Capitalized terms not otherwise defined herein shall have the same meanings as
specified therefor in the Credit Agreement.
PRELIMINARY STATEMENTS
(1) The Borrower has requested that the Lender agree to amend the
Credit Agreement in order to:
(a) replace X.X. Childs Equity Partners, L.P., as the
Guarantor under the Credit Agreement, with UBS Capital LLC; and
(b) delete the condition precedent that the Guarantor have
Available Assets in excess of 105% of the aggregate principal amount of
all Loans.
(2) The Lender has indicated its willingness to agree, among other
things, to so amend the Credit Agreement and to so waive such requirement.

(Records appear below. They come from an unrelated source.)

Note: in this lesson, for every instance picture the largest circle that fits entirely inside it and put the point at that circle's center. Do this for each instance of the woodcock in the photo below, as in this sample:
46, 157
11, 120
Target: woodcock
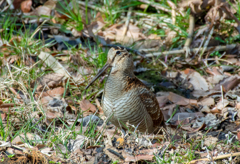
126, 98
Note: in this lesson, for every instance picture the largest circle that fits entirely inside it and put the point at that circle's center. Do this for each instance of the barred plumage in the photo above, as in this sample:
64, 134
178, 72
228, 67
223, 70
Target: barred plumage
126, 98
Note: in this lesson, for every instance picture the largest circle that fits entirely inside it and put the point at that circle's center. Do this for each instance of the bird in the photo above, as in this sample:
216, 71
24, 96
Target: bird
125, 99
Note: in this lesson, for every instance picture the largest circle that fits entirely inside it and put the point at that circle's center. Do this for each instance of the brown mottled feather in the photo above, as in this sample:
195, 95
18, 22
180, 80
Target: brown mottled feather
149, 100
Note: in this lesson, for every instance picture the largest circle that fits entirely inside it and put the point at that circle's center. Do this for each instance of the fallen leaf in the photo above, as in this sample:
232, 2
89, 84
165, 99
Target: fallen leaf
86, 105
198, 82
26, 6
179, 100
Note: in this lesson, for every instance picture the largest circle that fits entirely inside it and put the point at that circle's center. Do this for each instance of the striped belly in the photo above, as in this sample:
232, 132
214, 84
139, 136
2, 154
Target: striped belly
127, 108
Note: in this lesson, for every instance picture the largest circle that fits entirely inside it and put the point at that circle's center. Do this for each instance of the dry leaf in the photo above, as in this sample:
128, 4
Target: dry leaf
179, 100
86, 105
198, 82
26, 6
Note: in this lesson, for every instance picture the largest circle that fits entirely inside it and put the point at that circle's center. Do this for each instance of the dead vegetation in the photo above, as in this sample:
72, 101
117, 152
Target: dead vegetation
187, 52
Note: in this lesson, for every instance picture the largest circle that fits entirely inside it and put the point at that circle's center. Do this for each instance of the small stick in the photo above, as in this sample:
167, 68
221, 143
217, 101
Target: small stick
129, 49
128, 20
216, 158
190, 32
182, 51
206, 43
157, 6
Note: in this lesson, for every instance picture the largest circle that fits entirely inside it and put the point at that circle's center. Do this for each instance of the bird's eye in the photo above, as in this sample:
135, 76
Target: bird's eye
118, 52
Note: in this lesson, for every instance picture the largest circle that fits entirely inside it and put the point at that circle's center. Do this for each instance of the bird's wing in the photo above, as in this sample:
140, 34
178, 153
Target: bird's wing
148, 99
152, 106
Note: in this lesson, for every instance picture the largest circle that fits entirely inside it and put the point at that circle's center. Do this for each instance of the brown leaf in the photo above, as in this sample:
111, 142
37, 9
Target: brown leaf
162, 100
198, 82
185, 115
179, 100
54, 93
231, 83
86, 105
207, 102
26, 6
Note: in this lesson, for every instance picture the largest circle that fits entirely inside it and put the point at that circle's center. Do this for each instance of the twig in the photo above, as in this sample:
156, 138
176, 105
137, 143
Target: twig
182, 51
128, 20
173, 6
156, 5
94, 7
206, 43
129, 49
190, 32
216, 158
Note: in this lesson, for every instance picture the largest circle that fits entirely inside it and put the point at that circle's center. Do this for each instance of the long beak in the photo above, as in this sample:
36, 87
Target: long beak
100, 72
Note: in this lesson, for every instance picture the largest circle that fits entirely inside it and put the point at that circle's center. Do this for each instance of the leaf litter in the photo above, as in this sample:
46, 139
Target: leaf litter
48, 116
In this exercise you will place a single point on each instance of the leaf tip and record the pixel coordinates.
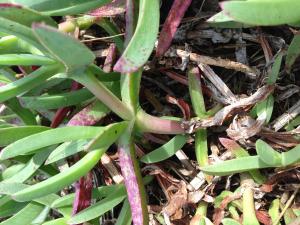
(124, 66)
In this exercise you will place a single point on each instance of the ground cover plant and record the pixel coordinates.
(106, 117)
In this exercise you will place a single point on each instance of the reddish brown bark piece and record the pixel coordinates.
(83, 193)
(114, 8)
(171, 24)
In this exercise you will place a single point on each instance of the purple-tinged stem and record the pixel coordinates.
(133, 180)
(83, 193)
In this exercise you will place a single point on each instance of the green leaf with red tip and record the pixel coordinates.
(254, 11)
(142, 43)
(293, 52)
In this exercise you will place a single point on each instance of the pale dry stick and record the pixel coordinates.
(112, 170)
(285, 118)
(101, 53)
(218, 119)
(101, 39)
(217, 82)
(225, 63)
(287, 205)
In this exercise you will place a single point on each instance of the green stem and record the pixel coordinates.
(104, 95)
(249, 216)
(199, 108)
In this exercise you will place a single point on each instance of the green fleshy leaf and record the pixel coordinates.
(141, 46)
(27, 83)
(59, 181)
(26, 215)
(23, 15)
(11, 134)
(60, 8)
(81, 56)
(100, 207)
(47, 138)
(105, 138)
(223, 21)
(235, 166)
(254, 11)
(228, 221)
(56, 101)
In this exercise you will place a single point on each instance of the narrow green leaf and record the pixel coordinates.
(47, 138)
(100, 207)
(254, 11)
(105, 138)
(240, 152)
(25, 60)
(30, 168)
(59, 181)
(27, 83)
(140, 46)
(275, 69)
(23, 15)
(235, 166)
(25, 115)
(81, 56)
(26, 215)
(56, 101)
(264, 109)
(12, 134)
(293, 52)
(165, 151)
(290, 157)
(267, 153)
(97, 193)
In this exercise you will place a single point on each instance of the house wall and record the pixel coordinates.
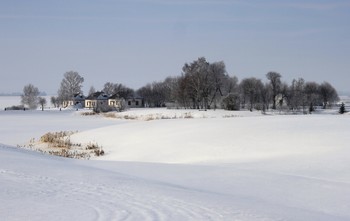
(134, 103)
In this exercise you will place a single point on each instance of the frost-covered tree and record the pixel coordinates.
(328, 94)
(342, 108)
(231, 102)
(92, 90)
(119, 89)
(71, 84)
(275, 81)
(250, 89)
(312, 95)
(30, 96)
(42, 102)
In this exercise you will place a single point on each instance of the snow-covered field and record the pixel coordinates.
(214, 165)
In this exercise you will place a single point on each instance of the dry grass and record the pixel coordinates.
(59, 144)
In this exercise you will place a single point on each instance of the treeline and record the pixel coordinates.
(204, 85)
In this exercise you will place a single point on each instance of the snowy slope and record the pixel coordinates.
(213, 168)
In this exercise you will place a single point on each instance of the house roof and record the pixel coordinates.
(100, 95)
(114, 96)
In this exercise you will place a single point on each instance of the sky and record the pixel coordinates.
(135, 42)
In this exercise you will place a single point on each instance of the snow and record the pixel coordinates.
(217, 165)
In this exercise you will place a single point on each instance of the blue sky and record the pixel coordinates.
(135, 42)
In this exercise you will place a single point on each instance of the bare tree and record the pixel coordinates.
(275, 81)
(30, 96)
(311, 91)
(92, 90)
(231, 102)
(328, 94)
(42, 102)
(108, 88)
(119, 89)
(55, 101)
(71, 84)
(251, 91)
(295, 95)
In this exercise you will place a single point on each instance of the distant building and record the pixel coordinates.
(97, 98)
(77, 100)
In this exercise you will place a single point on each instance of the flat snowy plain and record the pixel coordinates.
(217, 165)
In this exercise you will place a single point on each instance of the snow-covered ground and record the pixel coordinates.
(215, 165)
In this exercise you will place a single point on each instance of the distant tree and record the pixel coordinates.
(92, 90)
(311, 91)
(328, 94)
(251, 91)
(266, 94)
(71, 84)
(108, 88)
(275, 81)
(30, 96)
(295, 95)
(342, 108)
(231, 102)
(119, 89)
(55, 101)
(42, 102)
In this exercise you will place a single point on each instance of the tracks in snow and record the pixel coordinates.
(114, 198)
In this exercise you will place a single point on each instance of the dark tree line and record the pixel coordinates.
(204, 85)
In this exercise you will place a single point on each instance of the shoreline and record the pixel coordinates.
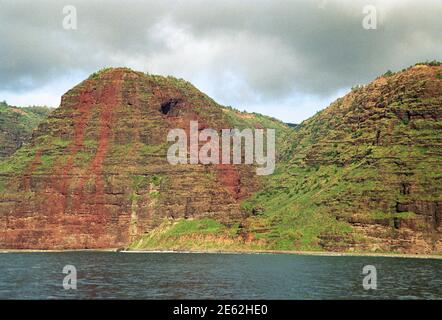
(301, 253)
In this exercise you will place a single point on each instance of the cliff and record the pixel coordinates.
(16, 126)
(95, 173)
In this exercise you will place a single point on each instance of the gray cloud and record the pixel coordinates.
(243, 52)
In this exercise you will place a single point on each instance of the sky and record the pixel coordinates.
(287, 59)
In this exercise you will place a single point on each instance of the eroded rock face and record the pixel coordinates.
(95, 174)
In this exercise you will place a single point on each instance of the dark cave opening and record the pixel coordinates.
(167, 106)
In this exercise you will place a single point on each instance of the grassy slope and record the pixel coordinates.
(334, 172)
(17, 124)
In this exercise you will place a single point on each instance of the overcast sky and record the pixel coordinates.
(287, 59)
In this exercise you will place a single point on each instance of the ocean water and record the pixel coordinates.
(111, 275)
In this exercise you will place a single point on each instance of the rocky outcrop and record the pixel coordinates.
(95, 174)
(16, 126)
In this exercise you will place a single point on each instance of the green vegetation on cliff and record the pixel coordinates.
(364, 174)
(17, 124)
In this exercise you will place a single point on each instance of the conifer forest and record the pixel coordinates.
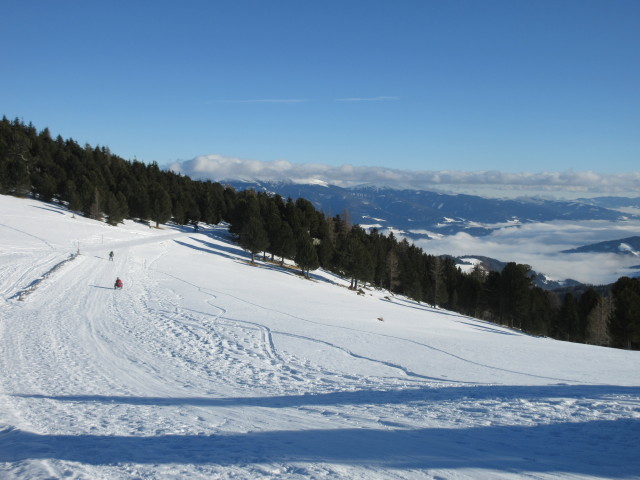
(96, 183)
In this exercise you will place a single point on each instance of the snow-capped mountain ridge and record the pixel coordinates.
(414, 210)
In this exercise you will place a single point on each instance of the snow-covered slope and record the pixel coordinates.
(204, 366)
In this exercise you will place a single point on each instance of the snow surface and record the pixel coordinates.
(204, 366)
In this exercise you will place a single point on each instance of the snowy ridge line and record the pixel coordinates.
(33, 285)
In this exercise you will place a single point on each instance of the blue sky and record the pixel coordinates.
(463, 85)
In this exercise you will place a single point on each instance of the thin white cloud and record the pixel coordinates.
(489, 183)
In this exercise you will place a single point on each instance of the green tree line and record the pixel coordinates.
(103, 186)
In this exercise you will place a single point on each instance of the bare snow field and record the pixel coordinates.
(205, 367)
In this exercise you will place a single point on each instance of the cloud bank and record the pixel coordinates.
(541, 244)
(493, 183)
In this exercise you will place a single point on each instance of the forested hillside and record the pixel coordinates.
(95, 182)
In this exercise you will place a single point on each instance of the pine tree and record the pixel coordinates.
(624, 326)
(160, 205)
(306, 257)
(253, 237)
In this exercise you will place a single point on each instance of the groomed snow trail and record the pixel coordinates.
(206, 367)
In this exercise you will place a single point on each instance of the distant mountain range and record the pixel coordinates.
(420, 214)
(624, 246)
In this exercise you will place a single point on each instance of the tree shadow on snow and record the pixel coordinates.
(426, 395)
(596, 448)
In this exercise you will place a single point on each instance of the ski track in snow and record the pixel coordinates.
(189, 374)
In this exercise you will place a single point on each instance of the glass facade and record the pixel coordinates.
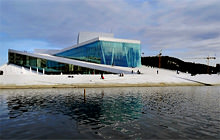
(107, 52)
(50, 67)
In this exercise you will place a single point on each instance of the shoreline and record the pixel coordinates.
(112, 85)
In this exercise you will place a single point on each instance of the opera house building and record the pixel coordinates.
(94, 53)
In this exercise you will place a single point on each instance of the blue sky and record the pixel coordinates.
(181, 28)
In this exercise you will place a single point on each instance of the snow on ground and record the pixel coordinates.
(19, 76)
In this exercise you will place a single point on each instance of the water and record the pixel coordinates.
(111, 113)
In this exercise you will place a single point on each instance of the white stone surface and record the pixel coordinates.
(15, 75)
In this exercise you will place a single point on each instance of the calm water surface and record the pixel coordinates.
(115, 113)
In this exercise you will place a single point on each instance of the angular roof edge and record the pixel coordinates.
(100, 39)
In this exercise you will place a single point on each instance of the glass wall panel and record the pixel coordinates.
(106, 52)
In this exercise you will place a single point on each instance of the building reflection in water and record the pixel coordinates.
(98, 109)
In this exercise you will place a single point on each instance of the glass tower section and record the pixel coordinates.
(107, 52)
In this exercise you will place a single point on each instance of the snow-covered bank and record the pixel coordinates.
(149, 77)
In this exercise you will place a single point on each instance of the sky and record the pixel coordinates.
(186, 29)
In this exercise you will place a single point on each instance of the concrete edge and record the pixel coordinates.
(100, 85)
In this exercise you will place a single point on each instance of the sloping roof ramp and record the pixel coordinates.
(100, 67)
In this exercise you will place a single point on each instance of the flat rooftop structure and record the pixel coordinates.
(100, 39)
(85, 36)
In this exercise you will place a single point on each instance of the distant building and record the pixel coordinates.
(100, 48)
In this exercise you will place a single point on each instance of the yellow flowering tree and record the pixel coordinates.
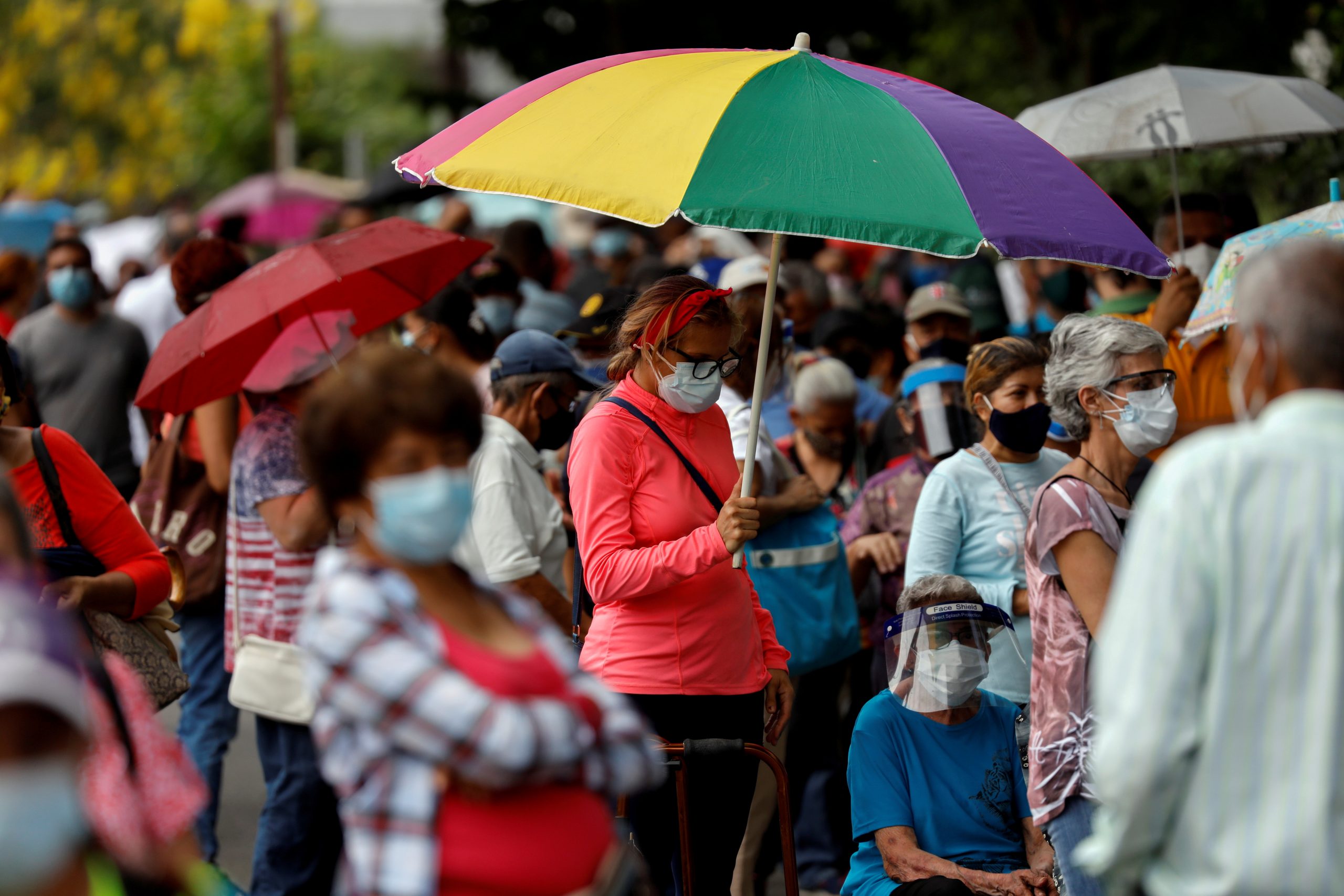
(132, 100)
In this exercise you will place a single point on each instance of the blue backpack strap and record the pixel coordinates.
(658, 430)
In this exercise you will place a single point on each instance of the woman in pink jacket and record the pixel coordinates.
(675, 626)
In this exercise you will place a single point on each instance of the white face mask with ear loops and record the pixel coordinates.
(1147, 421)
(687, 394)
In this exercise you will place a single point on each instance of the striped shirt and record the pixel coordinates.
(270, 581)
(1220, 671)
(394, 712)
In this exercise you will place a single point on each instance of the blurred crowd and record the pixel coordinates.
(945, 508)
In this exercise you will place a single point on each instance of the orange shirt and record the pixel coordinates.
(1201, 378)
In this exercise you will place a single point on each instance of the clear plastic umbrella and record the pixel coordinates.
(1168, 109)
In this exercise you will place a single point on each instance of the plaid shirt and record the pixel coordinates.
(393, 711)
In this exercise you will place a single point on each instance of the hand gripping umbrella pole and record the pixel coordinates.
(759, 387)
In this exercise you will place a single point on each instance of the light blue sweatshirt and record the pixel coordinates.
(965, 524)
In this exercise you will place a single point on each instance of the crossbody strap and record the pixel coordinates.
(580, 590)
(658, 430)
(232, 529)
(983, 453)
(51, 480)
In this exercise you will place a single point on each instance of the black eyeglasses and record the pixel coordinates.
(728, 366)
(1163, 379)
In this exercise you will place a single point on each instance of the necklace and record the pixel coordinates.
(1115, 486)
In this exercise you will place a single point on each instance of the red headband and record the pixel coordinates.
(686, 311)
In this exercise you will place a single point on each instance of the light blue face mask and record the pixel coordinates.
(496, 313)
(41, 823)
(70, 287)
(611, 242)
(420, 516)
(687, 394)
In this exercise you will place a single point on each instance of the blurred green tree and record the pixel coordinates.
(133, 100)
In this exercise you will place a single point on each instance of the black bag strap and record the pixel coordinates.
(53, 481)
(580, 597)
(102, 683)
(658, 430)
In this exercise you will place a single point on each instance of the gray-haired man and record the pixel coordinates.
(518, 530)
(939, 803)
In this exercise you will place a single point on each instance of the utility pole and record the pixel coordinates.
(281, 125)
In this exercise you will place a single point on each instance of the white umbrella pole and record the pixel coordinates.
(762, 363)
(1180, 225)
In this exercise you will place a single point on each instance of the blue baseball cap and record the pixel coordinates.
(536, 352)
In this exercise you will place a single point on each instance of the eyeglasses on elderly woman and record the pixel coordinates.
(1144, 381)
(705, 367)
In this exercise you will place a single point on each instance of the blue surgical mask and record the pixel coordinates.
(42, 824)
(420, 516)
(498, 313)
(70, 287)
(687, 394)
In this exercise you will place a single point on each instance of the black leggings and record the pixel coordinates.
(718, 790)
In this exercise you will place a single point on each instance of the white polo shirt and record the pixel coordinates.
(517, 525)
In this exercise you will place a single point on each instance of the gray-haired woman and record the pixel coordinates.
(826, 440)
(1107, 386)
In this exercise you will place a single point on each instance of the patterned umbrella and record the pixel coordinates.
(1215, 304)
(788, 143)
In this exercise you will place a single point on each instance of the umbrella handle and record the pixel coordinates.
(762, 363)
(1180, 225)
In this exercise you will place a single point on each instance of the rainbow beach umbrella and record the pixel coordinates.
(786, 143)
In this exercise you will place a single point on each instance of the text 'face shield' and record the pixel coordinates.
(939, 655)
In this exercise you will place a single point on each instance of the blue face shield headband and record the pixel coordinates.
(936, 613)
(939, 655)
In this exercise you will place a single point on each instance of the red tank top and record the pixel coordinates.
(538, 840)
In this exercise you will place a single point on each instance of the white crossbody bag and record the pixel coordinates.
(270, 678)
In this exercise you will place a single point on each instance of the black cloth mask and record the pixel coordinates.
(1023, 431)
(557, 429)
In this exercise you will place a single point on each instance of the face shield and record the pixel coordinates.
(939, 655)
(937, 409)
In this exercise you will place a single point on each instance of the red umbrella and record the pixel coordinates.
(378, 272)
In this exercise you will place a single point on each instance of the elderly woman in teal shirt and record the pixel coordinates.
(972, 513)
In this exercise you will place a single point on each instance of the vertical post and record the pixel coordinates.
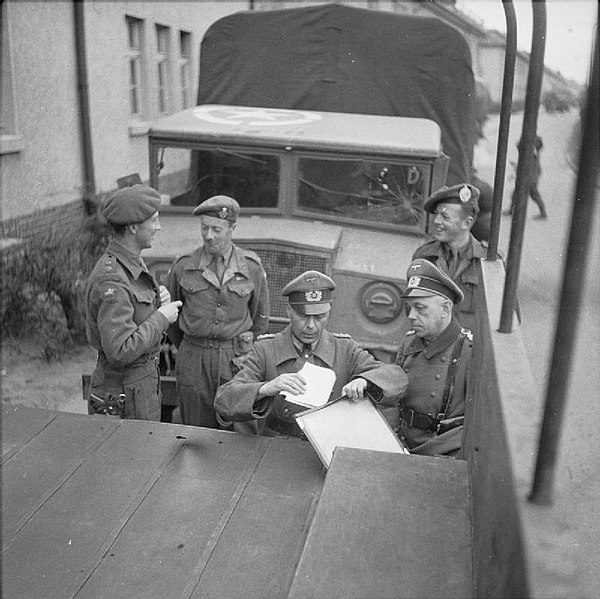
(573, 282)
(504, 128)
(524, 168)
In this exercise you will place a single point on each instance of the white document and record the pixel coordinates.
(346, 423)
(319, 384)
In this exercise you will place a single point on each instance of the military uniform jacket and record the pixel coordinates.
(465, 274)
(122, 320)
(219, 311)
(238, 399)
(426, 367)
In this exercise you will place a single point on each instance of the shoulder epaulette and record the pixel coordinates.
(252, 256)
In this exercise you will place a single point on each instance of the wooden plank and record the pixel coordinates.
(159, 548)
(24, 424)
(64, 540)
(388, 526)
(257, 552)
(42, 465)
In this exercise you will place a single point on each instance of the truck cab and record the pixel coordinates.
(336, 192)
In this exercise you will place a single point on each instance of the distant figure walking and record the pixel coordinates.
(536, 171)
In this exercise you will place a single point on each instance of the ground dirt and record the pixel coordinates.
(28, 378)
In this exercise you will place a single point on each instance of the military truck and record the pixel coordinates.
(330, 125)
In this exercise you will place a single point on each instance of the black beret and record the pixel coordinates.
(220, 207)
(426, 279)
(131, 205)
(465, 194)
(310, 293)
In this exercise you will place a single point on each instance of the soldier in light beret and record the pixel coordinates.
(453, 248)
(225, 307)
(436, 356)
(126, 311)
(272, 367)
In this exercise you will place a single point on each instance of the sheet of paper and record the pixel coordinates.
(319, 383)
(348, 423)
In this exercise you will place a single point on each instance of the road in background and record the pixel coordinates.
(577, 485)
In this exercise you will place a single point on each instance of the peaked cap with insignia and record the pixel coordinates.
(310, 293)
(222, 207)
(131, 205)
(465, 195)
(426, 279)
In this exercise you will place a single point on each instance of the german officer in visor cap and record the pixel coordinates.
(453, 248)
(225, 307)
(126, 311)
(436, 356)
(273, 365)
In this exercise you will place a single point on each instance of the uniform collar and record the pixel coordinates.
(132, 262)
(441, 343)
(285, 349)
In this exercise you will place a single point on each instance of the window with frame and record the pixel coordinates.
(162, 68)
(135, 46)
(185, 56)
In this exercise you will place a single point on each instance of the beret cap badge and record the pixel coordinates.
(464, 194)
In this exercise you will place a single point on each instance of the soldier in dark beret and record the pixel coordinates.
(272, 367)
(453, 248)
(436, 356)
(126, 311)
(225, 307)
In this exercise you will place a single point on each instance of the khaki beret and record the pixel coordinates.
(426, 279)
(131, 205)
(310, 293)
(222, 207)
(465, 195)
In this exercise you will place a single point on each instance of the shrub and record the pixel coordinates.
(45, 284)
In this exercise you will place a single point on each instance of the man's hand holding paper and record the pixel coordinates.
(319, 383)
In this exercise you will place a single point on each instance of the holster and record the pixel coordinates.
(110, 406)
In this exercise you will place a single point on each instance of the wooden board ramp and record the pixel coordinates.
(388, 526)
(97, 507)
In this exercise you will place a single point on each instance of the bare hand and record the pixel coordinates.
(355, 389)
(165, 296)
(291, 382)
(170, 311)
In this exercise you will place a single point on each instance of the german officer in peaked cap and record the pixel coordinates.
(225, 307)
(453, 248)
(436, 356)
(273, 365)
(126, 311)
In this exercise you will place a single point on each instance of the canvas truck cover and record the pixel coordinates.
(344, 59)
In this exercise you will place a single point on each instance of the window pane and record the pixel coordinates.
(190, 177)
(362, 190)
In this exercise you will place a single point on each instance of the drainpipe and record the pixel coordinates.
(89, 186)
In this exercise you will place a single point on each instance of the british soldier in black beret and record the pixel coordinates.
(225, 307)
(272, 367)
(126, 311)
(453, 248)
(436, 356)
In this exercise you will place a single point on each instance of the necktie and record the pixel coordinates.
(219, 267)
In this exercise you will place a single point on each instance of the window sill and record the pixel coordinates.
(138, 128)
(11, 144)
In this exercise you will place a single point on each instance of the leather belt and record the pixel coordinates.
(209, 342)
(427, 422)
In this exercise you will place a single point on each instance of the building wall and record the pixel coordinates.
(42, 167)
(46, 171)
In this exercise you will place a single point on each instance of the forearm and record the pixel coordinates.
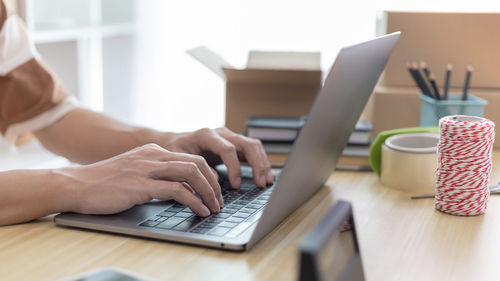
(84, 136)
(29, 194)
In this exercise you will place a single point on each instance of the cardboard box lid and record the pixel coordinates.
(265, 67)
(442, 38)
(284, 60)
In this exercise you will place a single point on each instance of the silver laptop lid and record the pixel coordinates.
(330, 122)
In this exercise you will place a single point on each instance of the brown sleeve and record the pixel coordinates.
(3, 14)
(26, 92)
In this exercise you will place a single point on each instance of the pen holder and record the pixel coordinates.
(432, 110)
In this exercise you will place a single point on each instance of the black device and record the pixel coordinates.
(329, 252)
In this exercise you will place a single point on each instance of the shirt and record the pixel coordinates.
(31, 96)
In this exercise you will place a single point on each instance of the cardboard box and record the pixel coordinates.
(272, 84)
(441, 38)
(399, 107)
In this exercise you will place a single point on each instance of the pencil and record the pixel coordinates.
(449, 68)
(467, 82)
(432, 80)
(421, 80)
(426, 70)
(416, 79)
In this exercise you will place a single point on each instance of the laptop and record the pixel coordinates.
(250, 213)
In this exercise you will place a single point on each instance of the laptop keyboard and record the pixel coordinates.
(242, 207)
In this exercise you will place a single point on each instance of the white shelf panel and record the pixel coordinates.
(75, 34)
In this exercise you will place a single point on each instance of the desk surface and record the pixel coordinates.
(400, 239)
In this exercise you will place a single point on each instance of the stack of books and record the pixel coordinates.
(279, 133)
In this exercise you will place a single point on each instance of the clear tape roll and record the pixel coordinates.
(409, 162)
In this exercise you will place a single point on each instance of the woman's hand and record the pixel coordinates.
(223, 146)
(144, 173)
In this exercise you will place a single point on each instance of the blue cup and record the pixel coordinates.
(431, 110)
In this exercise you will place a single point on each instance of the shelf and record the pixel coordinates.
(74, 34)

NOW, THEREFORE, in consideration of the premises and of the mutual
covenants and agreements contained herein, the parties hereto hereby agree as
follows:
SECTION 1. Amendments of Certain Provisions of the Credit Agreement.
The Credit Agreement is, upon the occurrence of the Effective Date (as
hereinafter defined), hereby amended as follows:
(a) The preamble to the Credit Agreement is hereby amended to
replace the name "NATIONSBANK, N.A." in the second line thereof with
the phrase "BANK OF AMERICA, N.A. (formerly NationsBank, N.A.)".
(b) Section 1.01 of the Credit Agreement is hereby amended to
(i) replace the phrase "and Amendment and Waiver No. 4 to the Loan
Documents dated as of May 21, 1999" in the fifth line thereof with the
phrase ", Amendment and Waiver No. 4 to the Loan Documents dated as of
May 21, 1999, Amendment No. 5 to the Loan Documents dated as of April
7, 2000 and as further amended, amended and restated, supplemented or
otherwise modified from time to time in accordance with its terms", and
(ii) replace the name "NationsBank, N.A." in the ninth line thereof
with the phrase "Bank of America, N.A. (formerly NationsBank, N.A.)".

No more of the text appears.